In People v Haney (supra), for example, the defendant's automobile struck and killed a pedestrian who had just stepped off a city bus and was crossing the street, at an intersection, with a green light in her favor. In reinstating an indictment which the courts below had dismissed, we pointed to the Grand Jury evidence of the defendant's blameworthy, risk-creating conduct: defendant had failed to obey a red traffic signal and he was traveling at an unlawfully high rate of speed. Defendant's conduct could not, we concluded, "be characterized as mere carelessness, sufficient only to establish liability for ordinary civil negligence." (30 NY2d, at 336.) In People v Soto (44 NY2d 683), this court upheld the conviction of a defendant whose car collided with a vehicle stopped at a traffic signal, thus destroying the vehicle and killing its driver. We based our decision on the trial testimony establishing that the defendant had been driving at an excessive rate of speed, on a moderately traveled city street, while engaged in a "drag race".

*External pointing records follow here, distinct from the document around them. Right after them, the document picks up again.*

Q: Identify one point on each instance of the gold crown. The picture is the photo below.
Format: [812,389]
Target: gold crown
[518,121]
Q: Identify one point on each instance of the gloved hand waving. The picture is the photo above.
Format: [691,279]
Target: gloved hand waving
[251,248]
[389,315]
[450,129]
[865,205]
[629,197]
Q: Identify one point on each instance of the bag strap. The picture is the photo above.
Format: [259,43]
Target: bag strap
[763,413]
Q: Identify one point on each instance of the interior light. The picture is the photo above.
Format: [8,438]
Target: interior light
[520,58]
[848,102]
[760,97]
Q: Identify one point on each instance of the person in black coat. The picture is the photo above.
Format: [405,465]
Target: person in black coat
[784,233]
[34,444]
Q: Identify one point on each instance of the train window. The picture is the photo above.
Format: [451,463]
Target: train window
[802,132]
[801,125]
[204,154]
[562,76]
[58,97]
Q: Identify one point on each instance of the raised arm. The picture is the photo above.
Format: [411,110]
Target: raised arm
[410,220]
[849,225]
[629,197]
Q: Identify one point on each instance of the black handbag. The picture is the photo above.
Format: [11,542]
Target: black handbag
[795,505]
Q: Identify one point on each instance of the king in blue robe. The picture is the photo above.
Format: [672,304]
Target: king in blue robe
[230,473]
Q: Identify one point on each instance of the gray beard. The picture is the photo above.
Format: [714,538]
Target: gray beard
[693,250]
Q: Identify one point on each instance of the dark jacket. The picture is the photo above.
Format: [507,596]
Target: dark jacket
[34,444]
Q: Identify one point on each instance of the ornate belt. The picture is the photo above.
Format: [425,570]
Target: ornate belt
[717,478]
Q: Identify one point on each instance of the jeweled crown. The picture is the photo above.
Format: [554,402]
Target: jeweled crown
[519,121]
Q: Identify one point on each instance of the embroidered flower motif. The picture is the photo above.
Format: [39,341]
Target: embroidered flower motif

Similarly, in People v Ricardo B. (supra), we rejected defendant's contention that the evidence was legally insufficient. There was testimony in that case that defendant was traveling between 70 to 90 miles per hour, on a busy metropolitan road, through an intersection which the victim's automobile had just crossed with a green light in its favor, and was racing side-by-side with another when both their vehicles struck the victim. The facts in People v Paul V. S. (75 NY2d 944 [decided today]) also point up the distinction. There, the proof established that defendant drove at excessive speed (at least 90 miles per hour in a 55 miles per hour speed zone), accelerated after being warned by his passenger to slow down, continued past a line of cars which the police had stopped and ultimately struck a State Trooper. In Paul V. S. and Ricardo B., as in Soto and Haney, the evidence established not only "nonperception" of a risk, but also that the risk was wrongfully "created by [defendant's] conduct" (73 NY2d, at 236).

In the present case, there is no question that defendant's failure to see the vehicle stopped in the lane ahead of him resulted in the fatal accident. That failure may well constitute civil negligence. But the proof does not establish criminal negligence. As contrasted with Paul V. S., Ricardo B., Soto and Haney, the evidence does not show that defendant was engaged in any criminally culpable risk-creating conduct -- e.g., dangerous speeding, racing, failure to obey traffic signals, or any other misconduct that created or contributed to a "substantial and unjustifiable" risk of death. Rather, it establishes only that defendant inexplicably failed to see the vehicle until he was so close that he could not prevent the collision. Though it resulted in two tragic deaths, that unexplained failure, without more, does not constitute criminally negligent homicide.

Accordingly, the order of the Appellate Division should be reversed, and the indictment dismissed.